Providing developers and testers with a representative database using Docker

-

When developing or testing, having a database that comes pre-filled with relevant data can be a big help with implementation or a scenario walk-through. However, often there is only a structure dump of the production database available, or less. This article outlines the process of creating a Docker image that starts a database and automatically restores a dump containing a representative set of data. We use the PostgreSQL database in our examples, but the process outlined here can easily be applied to other databases such as MySQL or Oracle SQL.

Dumping the database

I will assume that you have access to a database that contains a copy of production or an equivalent representative set of data. You can dump your database using Postgres’ pg_dump utility:

pg_dump --dbname=postgresql://user@localhost:5432/mydatabase \
        --format=custom --file=database.dmp
We will be using the custom format option to create the dump file with. This gives us a file that can easily be restored with the pg_restore utility later on and ensures the file is compressed. In case of larger databases, you may also wish to exclude certain database elements from your dump. In order to do so you have the following options:
  • The --exclude-table option, which takes a string pattern and ensures any tables matching the pattern will not be included in the dump file.
  • The --schema option, which restricts our dump to particular schemas in the database. It may be a good idea to exclude pg_catalog – this schema contains among other things the table pg_largeobject, which contains all of your database’s binaries.

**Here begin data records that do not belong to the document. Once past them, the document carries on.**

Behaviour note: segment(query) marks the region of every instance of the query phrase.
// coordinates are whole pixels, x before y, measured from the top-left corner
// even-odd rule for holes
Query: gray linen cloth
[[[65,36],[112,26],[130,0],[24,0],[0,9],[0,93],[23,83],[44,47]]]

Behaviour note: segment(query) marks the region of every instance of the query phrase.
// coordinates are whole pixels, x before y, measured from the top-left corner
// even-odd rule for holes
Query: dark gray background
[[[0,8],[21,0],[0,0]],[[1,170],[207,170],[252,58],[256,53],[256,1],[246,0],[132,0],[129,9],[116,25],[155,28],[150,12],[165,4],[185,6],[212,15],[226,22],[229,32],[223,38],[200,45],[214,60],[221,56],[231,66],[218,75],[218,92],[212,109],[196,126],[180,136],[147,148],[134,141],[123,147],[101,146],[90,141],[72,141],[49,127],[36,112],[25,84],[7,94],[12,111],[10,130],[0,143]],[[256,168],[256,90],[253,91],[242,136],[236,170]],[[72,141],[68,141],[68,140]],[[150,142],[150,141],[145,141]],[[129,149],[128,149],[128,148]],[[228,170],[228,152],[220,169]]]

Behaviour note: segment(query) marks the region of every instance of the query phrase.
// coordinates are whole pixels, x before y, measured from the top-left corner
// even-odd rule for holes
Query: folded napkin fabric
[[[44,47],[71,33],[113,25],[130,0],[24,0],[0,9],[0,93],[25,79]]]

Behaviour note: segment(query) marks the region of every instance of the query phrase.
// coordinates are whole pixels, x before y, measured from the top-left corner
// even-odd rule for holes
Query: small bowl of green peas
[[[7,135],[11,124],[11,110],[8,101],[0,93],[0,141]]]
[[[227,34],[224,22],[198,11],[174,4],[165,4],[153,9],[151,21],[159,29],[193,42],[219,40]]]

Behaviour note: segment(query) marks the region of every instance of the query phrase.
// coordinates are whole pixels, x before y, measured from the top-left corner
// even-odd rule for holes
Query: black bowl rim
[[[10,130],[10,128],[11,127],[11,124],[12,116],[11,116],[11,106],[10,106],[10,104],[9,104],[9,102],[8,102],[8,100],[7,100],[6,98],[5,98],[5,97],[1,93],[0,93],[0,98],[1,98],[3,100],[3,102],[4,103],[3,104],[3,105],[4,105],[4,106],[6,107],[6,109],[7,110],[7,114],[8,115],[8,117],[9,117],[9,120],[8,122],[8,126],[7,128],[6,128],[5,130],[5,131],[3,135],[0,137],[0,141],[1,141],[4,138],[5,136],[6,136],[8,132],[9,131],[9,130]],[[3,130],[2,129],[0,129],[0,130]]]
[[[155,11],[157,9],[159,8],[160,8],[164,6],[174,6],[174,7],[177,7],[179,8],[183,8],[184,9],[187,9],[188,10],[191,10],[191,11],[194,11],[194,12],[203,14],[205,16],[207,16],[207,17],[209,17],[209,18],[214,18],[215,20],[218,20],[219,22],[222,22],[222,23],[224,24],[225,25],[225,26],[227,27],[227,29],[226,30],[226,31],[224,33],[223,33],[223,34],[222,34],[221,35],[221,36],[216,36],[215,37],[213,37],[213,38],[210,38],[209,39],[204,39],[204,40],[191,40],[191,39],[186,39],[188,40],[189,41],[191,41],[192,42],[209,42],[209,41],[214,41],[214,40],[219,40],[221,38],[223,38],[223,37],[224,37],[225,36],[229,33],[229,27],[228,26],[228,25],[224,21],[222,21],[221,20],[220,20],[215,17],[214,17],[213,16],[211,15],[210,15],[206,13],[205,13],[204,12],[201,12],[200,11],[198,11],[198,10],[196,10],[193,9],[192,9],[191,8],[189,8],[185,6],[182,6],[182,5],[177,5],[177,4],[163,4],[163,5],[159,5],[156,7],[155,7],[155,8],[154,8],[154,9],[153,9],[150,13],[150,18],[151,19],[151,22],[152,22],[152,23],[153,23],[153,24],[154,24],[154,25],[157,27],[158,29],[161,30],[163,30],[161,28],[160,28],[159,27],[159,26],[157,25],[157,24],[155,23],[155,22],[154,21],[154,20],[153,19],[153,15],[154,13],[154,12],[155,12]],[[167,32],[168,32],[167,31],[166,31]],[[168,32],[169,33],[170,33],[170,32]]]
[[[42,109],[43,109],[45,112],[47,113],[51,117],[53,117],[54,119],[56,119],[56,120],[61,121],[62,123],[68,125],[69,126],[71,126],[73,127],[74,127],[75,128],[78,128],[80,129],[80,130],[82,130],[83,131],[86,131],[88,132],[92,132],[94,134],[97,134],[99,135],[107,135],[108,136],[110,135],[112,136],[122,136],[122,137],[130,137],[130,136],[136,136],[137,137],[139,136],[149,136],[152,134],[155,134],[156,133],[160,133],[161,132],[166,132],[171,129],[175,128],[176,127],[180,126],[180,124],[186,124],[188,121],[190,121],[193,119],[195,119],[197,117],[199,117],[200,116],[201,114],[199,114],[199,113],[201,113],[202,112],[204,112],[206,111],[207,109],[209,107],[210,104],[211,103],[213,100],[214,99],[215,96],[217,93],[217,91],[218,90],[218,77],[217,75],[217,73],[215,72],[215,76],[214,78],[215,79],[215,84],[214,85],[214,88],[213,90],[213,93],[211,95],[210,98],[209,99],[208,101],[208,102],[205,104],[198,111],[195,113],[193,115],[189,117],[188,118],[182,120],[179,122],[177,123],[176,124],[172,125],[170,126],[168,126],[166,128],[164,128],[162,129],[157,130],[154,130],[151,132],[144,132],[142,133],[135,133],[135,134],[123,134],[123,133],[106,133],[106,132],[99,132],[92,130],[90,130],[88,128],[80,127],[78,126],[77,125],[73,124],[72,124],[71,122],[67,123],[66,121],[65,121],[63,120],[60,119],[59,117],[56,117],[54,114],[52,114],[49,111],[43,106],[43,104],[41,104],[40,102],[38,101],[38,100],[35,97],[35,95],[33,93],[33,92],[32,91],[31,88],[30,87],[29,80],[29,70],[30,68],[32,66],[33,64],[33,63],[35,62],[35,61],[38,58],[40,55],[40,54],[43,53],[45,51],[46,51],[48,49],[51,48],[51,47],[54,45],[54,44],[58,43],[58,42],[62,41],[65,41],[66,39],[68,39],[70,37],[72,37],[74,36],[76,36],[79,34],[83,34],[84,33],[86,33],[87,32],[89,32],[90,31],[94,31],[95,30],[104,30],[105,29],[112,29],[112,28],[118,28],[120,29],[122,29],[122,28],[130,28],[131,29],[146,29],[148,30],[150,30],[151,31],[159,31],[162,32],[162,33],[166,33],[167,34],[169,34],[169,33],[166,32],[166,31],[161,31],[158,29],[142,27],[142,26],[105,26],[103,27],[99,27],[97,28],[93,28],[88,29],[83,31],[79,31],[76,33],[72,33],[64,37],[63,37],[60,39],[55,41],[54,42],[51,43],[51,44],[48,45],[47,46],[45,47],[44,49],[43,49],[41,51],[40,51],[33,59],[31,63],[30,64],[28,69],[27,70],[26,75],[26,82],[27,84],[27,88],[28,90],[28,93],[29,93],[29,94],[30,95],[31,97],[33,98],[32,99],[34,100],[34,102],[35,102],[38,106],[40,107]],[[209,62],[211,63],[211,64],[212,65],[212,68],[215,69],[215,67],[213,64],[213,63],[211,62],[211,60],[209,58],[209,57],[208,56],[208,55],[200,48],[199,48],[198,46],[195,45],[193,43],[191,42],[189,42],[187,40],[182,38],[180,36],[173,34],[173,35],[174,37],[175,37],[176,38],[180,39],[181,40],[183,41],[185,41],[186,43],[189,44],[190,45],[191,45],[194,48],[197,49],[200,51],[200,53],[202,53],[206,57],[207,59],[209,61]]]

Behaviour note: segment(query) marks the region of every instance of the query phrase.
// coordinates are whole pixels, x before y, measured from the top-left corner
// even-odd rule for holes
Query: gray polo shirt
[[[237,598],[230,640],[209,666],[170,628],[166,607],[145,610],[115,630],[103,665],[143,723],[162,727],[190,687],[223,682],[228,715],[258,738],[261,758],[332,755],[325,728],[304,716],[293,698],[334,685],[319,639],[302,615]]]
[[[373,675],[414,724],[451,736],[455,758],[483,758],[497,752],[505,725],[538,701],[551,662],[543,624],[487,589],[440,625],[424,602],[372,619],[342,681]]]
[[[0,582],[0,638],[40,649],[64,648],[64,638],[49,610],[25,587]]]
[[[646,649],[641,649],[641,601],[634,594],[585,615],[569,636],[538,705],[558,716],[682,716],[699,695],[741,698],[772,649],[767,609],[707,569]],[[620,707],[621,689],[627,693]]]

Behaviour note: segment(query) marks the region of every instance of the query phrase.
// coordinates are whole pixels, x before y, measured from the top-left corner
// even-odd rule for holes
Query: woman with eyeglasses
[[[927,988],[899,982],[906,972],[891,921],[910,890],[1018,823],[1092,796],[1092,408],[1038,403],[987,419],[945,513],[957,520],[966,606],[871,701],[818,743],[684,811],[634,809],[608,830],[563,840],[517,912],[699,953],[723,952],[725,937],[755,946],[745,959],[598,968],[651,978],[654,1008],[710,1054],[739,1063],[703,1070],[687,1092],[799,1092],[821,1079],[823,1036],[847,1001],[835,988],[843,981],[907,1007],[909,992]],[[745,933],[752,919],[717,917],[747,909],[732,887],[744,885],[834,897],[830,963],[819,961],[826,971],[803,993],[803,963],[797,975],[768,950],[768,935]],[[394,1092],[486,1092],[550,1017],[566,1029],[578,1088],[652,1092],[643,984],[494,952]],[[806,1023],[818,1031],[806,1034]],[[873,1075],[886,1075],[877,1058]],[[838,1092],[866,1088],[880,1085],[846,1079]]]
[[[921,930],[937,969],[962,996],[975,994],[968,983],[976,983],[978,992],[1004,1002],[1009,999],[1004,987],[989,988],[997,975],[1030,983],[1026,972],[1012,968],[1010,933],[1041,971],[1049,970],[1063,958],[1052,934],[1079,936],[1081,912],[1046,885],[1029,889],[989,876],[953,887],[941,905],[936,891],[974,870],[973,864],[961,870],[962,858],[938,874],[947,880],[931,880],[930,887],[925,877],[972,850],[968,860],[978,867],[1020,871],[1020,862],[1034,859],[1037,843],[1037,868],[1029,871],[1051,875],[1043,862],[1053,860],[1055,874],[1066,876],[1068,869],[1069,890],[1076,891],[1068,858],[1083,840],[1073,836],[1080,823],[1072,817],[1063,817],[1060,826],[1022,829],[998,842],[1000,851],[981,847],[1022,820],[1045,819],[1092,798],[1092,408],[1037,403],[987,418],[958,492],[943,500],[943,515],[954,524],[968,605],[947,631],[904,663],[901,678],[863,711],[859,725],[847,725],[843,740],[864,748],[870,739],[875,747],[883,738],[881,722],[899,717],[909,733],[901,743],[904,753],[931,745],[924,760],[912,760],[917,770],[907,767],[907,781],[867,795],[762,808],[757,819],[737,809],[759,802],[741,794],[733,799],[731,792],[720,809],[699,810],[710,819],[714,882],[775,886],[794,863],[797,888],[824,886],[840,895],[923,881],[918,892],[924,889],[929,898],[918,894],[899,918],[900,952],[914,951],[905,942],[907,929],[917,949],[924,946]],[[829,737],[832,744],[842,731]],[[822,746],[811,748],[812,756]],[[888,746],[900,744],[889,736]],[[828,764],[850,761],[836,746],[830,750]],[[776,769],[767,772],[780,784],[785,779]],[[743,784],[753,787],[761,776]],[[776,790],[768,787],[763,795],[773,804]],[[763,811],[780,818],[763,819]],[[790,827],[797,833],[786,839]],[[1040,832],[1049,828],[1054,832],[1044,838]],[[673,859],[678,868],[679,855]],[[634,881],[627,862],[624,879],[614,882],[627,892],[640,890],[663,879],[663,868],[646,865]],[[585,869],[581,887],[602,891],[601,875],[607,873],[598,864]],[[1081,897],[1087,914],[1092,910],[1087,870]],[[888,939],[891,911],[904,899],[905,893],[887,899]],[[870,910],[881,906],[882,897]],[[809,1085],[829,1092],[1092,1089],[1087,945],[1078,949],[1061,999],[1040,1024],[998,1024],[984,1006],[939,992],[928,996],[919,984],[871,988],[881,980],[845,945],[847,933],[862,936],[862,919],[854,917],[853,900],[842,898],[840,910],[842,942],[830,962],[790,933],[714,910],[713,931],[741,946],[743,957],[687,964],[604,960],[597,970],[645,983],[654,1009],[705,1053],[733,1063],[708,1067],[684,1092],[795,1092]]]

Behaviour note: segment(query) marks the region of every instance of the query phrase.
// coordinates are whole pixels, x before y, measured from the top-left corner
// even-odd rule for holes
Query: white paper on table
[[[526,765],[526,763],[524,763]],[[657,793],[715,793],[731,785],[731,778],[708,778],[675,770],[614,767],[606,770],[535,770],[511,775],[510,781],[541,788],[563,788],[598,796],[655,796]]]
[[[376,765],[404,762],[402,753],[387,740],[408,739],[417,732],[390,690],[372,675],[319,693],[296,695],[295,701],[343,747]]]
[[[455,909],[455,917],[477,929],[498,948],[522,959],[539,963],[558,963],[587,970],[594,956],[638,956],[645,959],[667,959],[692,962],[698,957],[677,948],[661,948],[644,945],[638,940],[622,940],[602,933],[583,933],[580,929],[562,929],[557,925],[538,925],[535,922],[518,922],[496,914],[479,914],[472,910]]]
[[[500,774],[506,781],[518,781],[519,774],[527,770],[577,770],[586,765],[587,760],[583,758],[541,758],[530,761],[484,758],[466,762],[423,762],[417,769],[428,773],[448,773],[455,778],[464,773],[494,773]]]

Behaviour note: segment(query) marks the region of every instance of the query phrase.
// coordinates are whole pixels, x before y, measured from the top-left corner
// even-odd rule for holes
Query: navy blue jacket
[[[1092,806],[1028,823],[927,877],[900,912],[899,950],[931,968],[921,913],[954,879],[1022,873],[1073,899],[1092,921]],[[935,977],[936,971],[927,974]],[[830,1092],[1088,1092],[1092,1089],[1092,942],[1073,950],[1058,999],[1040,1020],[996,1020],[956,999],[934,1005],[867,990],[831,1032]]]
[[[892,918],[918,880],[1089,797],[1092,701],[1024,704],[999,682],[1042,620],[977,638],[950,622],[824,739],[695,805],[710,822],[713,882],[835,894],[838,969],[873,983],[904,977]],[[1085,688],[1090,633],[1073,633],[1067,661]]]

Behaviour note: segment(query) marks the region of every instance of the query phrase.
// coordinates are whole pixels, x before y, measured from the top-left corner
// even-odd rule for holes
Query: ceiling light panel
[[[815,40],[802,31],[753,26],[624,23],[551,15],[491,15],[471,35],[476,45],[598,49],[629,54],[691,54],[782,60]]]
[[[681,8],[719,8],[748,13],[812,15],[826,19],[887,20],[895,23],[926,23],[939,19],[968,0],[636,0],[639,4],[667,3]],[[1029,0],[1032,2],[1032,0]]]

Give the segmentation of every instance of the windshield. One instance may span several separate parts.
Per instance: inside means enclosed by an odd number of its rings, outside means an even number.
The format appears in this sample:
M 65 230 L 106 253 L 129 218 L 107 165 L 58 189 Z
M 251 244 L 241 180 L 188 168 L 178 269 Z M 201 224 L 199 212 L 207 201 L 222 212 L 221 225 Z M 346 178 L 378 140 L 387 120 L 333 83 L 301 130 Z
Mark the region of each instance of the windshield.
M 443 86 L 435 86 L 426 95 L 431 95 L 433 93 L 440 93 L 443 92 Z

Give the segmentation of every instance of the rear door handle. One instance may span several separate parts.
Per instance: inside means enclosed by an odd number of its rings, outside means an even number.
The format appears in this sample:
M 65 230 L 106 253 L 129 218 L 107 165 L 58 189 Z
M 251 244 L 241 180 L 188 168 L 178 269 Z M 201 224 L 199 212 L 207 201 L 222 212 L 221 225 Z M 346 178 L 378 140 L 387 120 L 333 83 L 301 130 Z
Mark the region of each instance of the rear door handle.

See the Postgres documentation for more available options.

Distributing the dump among users

For the distribution of the dump, we will be using Docker. Postgres, MySQL and even Oracle provide you with prebuilt Docker images of their databases.

Example 1: A first attempt

In order to start an instance of a Postgres database, you can use the following docker run command to start a container based on Postgres:

docker run -p 5432:5432 --name database-dump-container \ 
           -e POSTGRES_USER=user -e POSTGRES_PASSWORD=password \ 
           -e POSTGRES_DB=mydatabase -d postgres:9.5.10-alpine

This starts a container named database-dump-container that can be reached at port 5432 with user:password as the login. Note the usage of the 9.5.10-alpine tag. This ensures that the Linux distribution that we use inside the Docker container is Alpine Linux, a distribution with a small footprint. The whole Docker image will take up about 14 MB, while the regular 9.5.10 tag would require 104 MB. We are pulling the image from Docker Hub, a public Docker registry where various open source projects host their Docker images. Having started our Docker container, we can now copy our dump file into it. We first use docker execto execute a command against the container we just made. In this case, we create a directory inside the Docker container:

docker exec -i database-dump-container mkdir -p /var/lib/postgresql/dumps/

Following that, we use docker cp to copy the dump file from our host into the container:

docker cp database.dmp database-dump-container:/var/lib/postgresql/dumps/

After this, we can restore our dump:

docker exec -i database-dump-container pg_restore 
               --verbose --exit-on-error --format=custom 
               --username=user --dbname=mydatabase 
               /var/lib/postgresql/dumps/database.dmp

We now have a Docker container with a running Postgres instance containing our data dump. In order to actually distribute this, you will need to get it into a Docker repository. If you register with Docker Hub you can create public repositories for free. After creating your account you can login to the registry that hosts your repositories with the following command:

docker login docker.io

Enter the username and password for your Docker Hub account when prompted. Having done this, we are able to publish our data dump container as an image, using the following commands:

docker commit database-dump-container my-repository/database-dump-image

docker push my-repository/database-dump-image

Note that you are able to push different versions of an image by using Docker image tags. The image is now available to other developers. It can be pulled and ran on another machine using the following commands:

docker pull my-repository/database-dump-image

docker run -p 5432:5432 --name database-dump-container
           -e POSTGRES_USER=user-e POSTGRES_PASSWORD=password
           -e POSTGRES_DB=mydatabase-d
           my-repository/database-dump-image

All done! Or are we? After we run the container based on the image, we still have an empty database. How did this happen?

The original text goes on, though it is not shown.